A new album in te reo has debuted at No 8 in the Aotearoa charts this week - another sign the language has crossed into the mainstream, says singer-songwriter Anna Coddington.
Coddington's song Aho features on Kono 003, which comprises tracks sung entirely in te reo Māori.
Coddington said momentum has been building and while te reo waiata have been popular for some time they have now crossed over to mainstream spaces, "which I think is a really good thing".
The EP was put together by her label, Loop, and features several artists including Katchafire, Ria Hall and Troy Kingi who all did translations of existing waiata for the EP.
"I've got an EP of my own coming out shortly which has a couple of other songs translated from my album as well as a new song.

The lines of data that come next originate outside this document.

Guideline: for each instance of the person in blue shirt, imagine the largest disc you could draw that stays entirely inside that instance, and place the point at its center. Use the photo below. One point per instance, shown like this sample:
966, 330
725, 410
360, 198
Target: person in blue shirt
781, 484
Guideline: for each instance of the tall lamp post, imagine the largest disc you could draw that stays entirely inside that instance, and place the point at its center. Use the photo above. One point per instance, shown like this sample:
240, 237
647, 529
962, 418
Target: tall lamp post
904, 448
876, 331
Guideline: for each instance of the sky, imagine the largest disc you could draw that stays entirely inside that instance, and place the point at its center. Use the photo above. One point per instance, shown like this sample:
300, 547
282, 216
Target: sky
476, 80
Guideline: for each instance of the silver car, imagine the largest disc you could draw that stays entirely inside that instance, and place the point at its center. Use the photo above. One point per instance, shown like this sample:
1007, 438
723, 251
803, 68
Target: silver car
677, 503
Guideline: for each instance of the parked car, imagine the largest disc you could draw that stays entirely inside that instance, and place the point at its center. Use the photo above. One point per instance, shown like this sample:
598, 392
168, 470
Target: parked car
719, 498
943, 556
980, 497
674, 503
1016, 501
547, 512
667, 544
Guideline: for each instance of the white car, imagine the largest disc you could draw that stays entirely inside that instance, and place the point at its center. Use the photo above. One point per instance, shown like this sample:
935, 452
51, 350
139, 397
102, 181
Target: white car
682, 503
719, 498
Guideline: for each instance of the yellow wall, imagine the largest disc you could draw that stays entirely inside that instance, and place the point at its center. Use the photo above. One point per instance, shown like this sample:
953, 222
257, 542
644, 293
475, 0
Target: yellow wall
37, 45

"So it was just something brought together taking familiar songs and translating them into Māori which is something a lot of people are doing which I think is great."

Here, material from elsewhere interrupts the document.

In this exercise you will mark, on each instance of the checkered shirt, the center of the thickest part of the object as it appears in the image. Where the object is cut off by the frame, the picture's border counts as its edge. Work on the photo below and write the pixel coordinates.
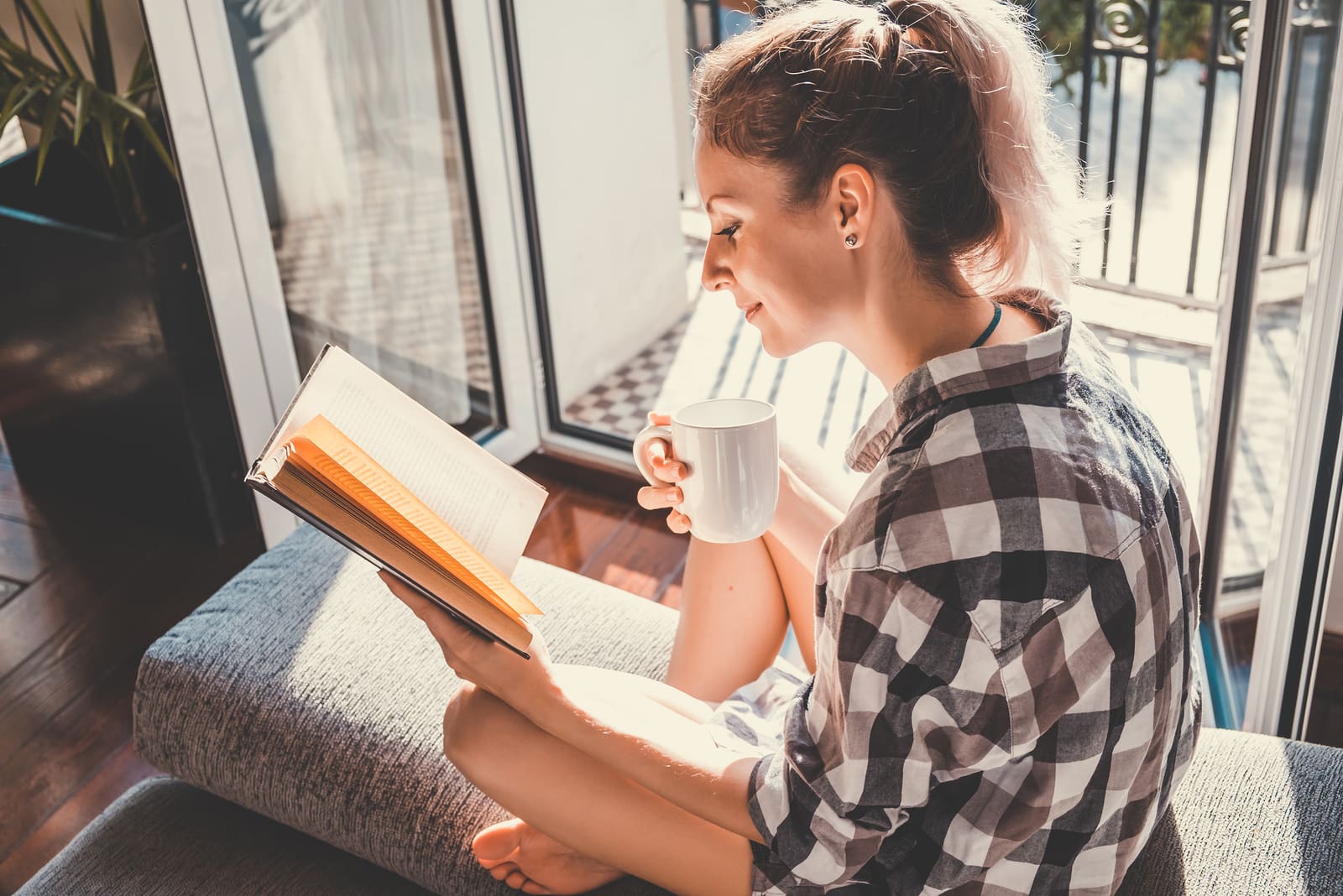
(1006, 690)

Accomplished Māori musical artist Rob Ruha's collaboration with the group Ka Hoa, 35, sits at No. 1 on the Hot Singles chart this week.
He told Morning Report its young composers are part of the TikTok generation and they are "stoked" that everyone wants to do a TikTok to their song.

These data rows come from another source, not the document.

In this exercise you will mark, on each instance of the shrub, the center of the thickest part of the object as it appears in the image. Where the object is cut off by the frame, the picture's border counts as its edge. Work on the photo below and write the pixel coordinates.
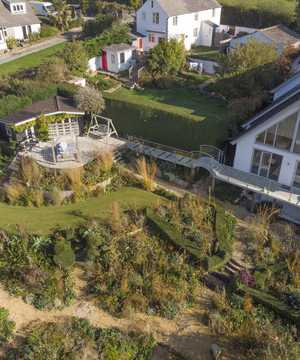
(98, 25)
(75, 58)
(7, 326)
(148, 172)
(63, 254)
(48, 31)
(14, 191)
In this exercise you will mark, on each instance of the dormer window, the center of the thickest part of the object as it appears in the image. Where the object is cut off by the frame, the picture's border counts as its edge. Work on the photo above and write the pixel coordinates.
(18, 8)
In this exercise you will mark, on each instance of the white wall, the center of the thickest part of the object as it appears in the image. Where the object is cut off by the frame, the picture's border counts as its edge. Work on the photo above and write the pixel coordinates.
(187, 23)
(117, 66)
(247, 143)
(145, 25)
(94, 63)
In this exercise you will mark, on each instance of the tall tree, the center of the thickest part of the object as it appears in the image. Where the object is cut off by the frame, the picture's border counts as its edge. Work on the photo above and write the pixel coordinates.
(166, 59)
(62, 17)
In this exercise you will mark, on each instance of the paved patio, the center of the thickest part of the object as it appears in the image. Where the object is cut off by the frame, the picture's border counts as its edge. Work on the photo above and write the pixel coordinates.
(88, 149)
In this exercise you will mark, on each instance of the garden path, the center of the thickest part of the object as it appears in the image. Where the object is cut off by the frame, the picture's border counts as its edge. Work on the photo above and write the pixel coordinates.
(184, 335)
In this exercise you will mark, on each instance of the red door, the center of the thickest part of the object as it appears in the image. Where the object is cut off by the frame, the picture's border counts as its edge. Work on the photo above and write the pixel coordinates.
(140, 46)
(104, 61)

"They have really embraced their kaupapa which is around pushing goodness, pushing light into whānau that maybe don't have a little bit of light in their whānau situation especially now we're in lockdown conditions.
"It was really choice to have this song well received and pushing that light into some dark spaces."
Composing in te reo comes naturally for the young people, he said.
"Our youth are pretty fearless in what they want to do, what they want to express and here on the East Coast the majority of those kids want to express themselves in te reo...
"They have been beneficiaries of movements like kohanga reo, kura kaupapa Māori. That's just the normal thing for them so to have this wicked success with a song they wrote really drives that home and validates that they want to do that."
Coddington said that over the years she has has seen te reo waiata becoming part of the tapestry of the Aotearoa music scene.
She is appreciative that Te Wiki o te reo Māori plays a big role in this.
Dame Hinewehi Mohi has also been a major driver, she said.
"It's not just about getting people to speak it. It's about getting people to value it so that the people who do speak it feel like it's a language for everywhere."
Her children attend a full-immersion environment within an urban school and while some of the other students can converse with them in te reo, it shouldn't be limited to the school grounds, she said.
"Strategies like this take it out into the wider world and really help to bring the value of te reo up so that everyone feels good about using it wherever they are."